Council financial freedom leads to business and homes investments

PUBLISHED: 09:54 30 November 2016 | UPDATED: 09:54 30 November 2016

Opening of council Fleet Services at Dickerson Industrial Estate Waterbeach following their move from Mill Road. Picture: Keith Heppell

Opening of council Fleet Services at Dickerson Industrial Estate Waterbeach following their move from Mill Road. Picture: Keith Heppell

Iliffe Media Ltd

A new four-year funding deal will allow Cambridge City Council greater freedom to run its finances.

The deal, which runs until 2020, breaks the practice of councils being told by the Government about their funding for the upcoming financial year each winter. While the new deal will leave city finances poorer, the council will be more financially independent, it says.

A five-point plan has been put together to show government there is a clear plan for the future.

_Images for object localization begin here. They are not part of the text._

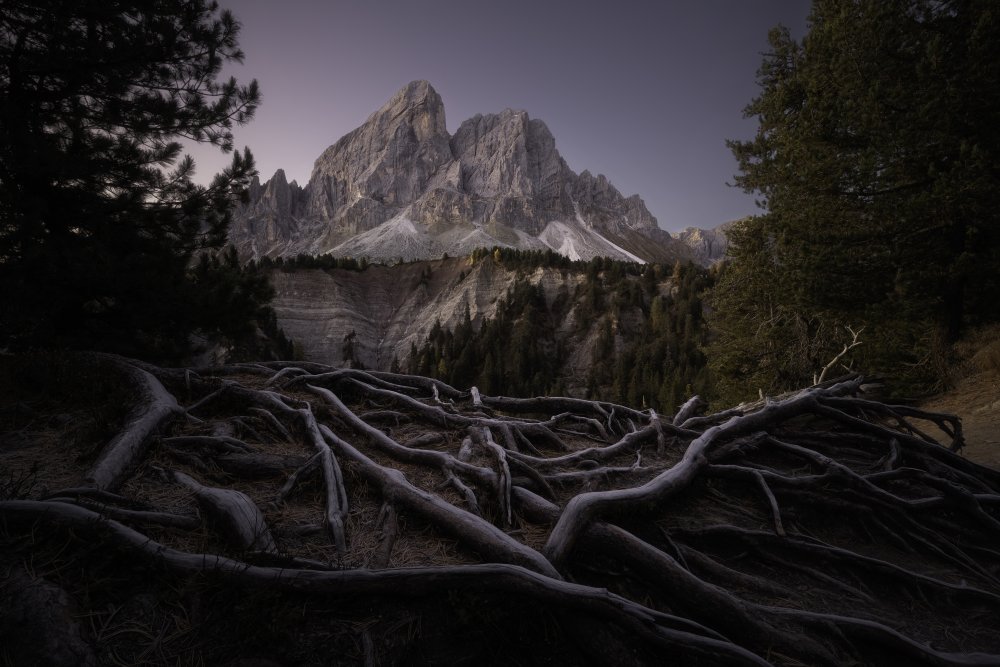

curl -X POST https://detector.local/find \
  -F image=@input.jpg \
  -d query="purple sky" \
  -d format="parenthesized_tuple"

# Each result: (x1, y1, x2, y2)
(188, 0, 811, 232)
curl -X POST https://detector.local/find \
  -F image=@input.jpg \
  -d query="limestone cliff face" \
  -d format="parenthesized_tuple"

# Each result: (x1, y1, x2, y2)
(448, 110, 573, 235)
(572, 171, 659, 231)
(306, 80, 453, 242)
(675, 222, 732, 265)
(229, 170, 308, 257)
(230, 80, 694, 264)
(268, 258, 584, 370)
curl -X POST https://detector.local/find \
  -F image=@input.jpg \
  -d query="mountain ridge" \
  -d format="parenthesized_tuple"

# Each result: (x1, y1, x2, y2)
(230, 81, 724, 264)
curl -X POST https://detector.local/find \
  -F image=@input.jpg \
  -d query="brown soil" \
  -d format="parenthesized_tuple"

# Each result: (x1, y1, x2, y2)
(921, 328, 1000, 470)
(922, 372, 1000, 469)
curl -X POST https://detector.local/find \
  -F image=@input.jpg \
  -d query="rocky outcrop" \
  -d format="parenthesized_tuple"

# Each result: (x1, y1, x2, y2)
(230, 81, 696, 264)
(268, 257, 584, 370)
(674, 222, 732, 265)
(448, 111, 573, 235)
(572, 171, 657, 231)
(229, 170, 308, 258)
(306, 80, 453, 241)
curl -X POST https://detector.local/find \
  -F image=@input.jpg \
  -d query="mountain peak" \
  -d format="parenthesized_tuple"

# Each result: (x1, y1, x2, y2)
(380, 80, 441, 114)
(396, 79, 436, 100)
(674, 224, 730, 265)
(232, 83, 701, 264)
(359, 79, 448, 144)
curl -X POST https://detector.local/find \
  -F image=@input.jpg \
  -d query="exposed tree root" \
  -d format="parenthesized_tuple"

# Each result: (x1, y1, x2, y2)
(158, 468, 277, 553)
(3, 357, 1000, 666)
(82, 354, 182, 490)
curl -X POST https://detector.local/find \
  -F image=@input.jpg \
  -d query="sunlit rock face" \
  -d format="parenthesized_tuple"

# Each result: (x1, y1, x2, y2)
(230, 80, 700, 265)
(675, 223, 732, 265)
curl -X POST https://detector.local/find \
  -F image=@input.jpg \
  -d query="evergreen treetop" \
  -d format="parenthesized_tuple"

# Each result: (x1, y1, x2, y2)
(0, 0, 262, 360)
(711, 0, 1000, 402)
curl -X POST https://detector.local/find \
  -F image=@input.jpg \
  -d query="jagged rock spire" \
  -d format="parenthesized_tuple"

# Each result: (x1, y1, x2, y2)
(230, 81, 692, 263)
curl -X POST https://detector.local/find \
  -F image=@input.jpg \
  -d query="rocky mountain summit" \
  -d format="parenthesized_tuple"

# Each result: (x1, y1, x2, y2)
(229, 81, 701, 264)
(675, 222, 731, 265)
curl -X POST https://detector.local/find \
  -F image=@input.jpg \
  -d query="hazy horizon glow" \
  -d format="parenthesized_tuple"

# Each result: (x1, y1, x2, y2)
(186, 0, 810, 232)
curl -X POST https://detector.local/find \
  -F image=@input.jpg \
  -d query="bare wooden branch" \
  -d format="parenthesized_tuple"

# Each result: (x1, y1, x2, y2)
(543, 378, 863, 567)
(482, 427, 513, 526)
(814, 325, 864, 385)
(673, 395, 707, 426)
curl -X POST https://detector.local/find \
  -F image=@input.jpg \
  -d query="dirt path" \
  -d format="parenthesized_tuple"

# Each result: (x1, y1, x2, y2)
(921, 371, 1000, 470)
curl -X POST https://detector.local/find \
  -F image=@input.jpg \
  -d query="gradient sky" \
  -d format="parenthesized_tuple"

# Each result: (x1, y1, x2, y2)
(187, 0, 811, 232)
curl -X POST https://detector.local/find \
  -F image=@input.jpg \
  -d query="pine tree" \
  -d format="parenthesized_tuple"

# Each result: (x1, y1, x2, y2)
(710, 1, 1000, 401)
(0, 0, 262, 360)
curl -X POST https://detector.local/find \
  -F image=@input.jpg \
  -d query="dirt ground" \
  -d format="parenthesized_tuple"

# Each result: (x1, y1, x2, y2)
(922, 373, 1000, 470)
(921, 341, 1000, 471)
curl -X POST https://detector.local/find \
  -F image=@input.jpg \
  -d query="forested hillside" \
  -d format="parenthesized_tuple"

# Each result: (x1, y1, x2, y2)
(407, 249, 713, 413)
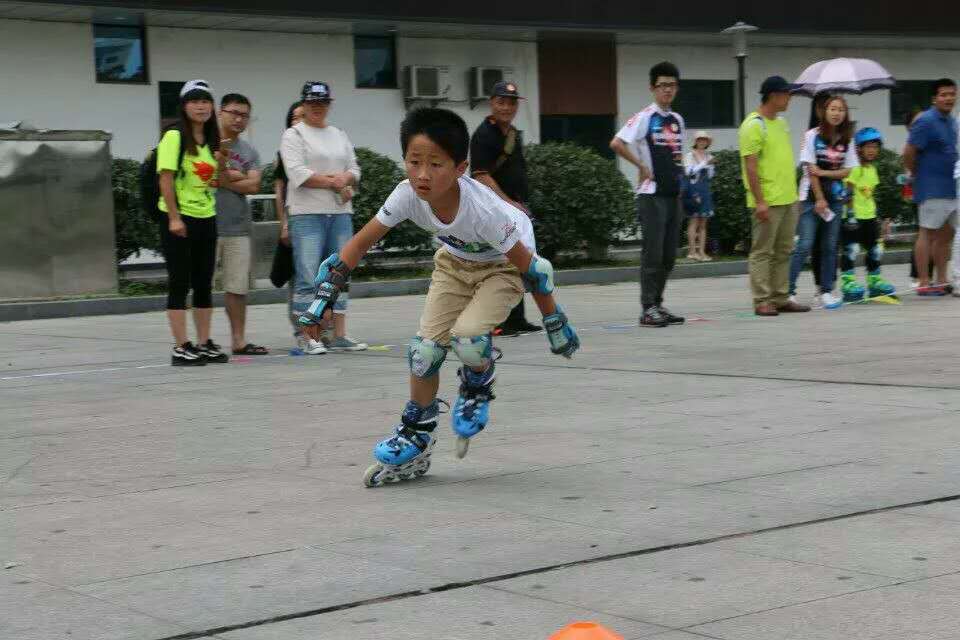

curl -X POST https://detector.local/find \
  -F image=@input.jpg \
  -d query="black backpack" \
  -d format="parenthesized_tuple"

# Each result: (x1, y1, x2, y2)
(140, 129, 185, 217)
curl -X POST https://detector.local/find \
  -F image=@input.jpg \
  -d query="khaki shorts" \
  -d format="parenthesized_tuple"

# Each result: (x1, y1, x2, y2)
(419, 249, 524, 344)
(215, 235, 252, 295)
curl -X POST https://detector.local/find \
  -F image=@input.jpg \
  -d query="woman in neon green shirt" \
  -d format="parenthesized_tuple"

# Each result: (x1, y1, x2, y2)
(157, 79, 228, 366)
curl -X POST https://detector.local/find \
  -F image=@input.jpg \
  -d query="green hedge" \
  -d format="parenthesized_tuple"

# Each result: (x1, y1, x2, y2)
(112, 158, 161, 263)
(113, 143, 911, 264)
(525, 142, 635, 260)
(351, 148, 433, 253)
(709, 150, 752, 254)
(873, 148, 911, 222)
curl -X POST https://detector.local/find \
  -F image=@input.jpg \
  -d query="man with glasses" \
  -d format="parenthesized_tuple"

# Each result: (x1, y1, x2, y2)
(215, 93, 266, 355)
(611, 62, 686, 327)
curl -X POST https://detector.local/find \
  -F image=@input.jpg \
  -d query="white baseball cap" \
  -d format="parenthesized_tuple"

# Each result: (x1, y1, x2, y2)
(180, 79, 213, 100)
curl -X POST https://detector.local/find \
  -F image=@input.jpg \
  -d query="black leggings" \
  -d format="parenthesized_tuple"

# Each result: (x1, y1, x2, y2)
(158, 214, 217, 310)
(840, 218, 881, 272)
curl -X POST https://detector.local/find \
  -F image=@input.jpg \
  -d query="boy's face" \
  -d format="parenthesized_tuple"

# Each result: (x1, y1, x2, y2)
(404, 134, 467, 204)
(861, 141, 880, 162)
(650, 75, 678, 106)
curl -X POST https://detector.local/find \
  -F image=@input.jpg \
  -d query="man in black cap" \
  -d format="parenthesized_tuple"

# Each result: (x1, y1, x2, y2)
(739, 75, 807, 316)
(469, 80, 542, 336)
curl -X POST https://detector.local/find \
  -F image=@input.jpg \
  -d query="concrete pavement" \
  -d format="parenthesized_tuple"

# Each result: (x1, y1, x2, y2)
(2, 268, 960, 640)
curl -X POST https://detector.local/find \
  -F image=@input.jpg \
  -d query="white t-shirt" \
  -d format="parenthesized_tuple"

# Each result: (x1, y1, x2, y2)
(280, 122, 361, 215)
(615, 103, 685, 196)
(375, 177, 535, 263)
(797, 127, 859, 201)
(684, 151, 715, 179)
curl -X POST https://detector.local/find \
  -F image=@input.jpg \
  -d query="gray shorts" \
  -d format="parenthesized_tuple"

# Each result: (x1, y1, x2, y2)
(918, 198, 959, 229)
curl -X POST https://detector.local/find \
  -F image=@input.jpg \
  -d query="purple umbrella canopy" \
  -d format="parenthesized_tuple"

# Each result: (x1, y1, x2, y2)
(792, 57, 896, 96)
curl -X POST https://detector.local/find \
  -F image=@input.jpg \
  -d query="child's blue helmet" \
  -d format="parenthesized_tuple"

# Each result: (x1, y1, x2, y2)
(855, 127, 883, 147)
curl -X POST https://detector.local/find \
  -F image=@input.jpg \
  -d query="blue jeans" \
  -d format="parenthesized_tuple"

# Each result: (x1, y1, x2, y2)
(789, 200, 842, 295)
(289, 214, 354, 319)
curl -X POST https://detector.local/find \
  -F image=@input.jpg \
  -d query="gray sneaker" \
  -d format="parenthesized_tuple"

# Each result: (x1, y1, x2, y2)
(327, 336, 368, 352)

Cllr Richard Robertson, executive councillor for finance and resources, said: “Multi-year planning is essential given the challenges of a rapidly growing city, devolution opportunities and the need to transform our delivery of services.

“Major uncertainty factors following the Brexit vote will have significant impacts on our city’s prosperity and international economy so having certainty 
from this four-year settlement is 
very welcome.”

The council’s five-point plan involves developing its own businesses, one of which is the new Fleet Services at Waterbeach.

This new garage will maintain the council’s fleet of vehicles, including the shared service refuse collection lorries, and will also provide MOT testing, services and repairs for the general public. The new station was opened at Dickerson Industrial Estate, Waterbeach, by Cllr Peter Roberts, corporate project manager Fran Barratt and commercial manager Dave Cox.

The business moves from the previous depot in Mill Road. This, and the surrounding buildings which are between Kingston Street and the railway, are proposed to become 167 new homes.

Housing investments and better capital investments are also part of the five-point plan. Already £50m has been freed up to buy more commercial property for the council.

The overall plan will also aim to transform the way the council delivers services and seek to share services with neighbouring councils where possible.

The number of council offices is being reduced, including the sale of Hobson House on St Andrew’s Street.

Finally, the plan will seek to challenge the council’s capital programme to reduce capital commitments by more than £10m and ensure schemes are well planned and delivered in a timely way.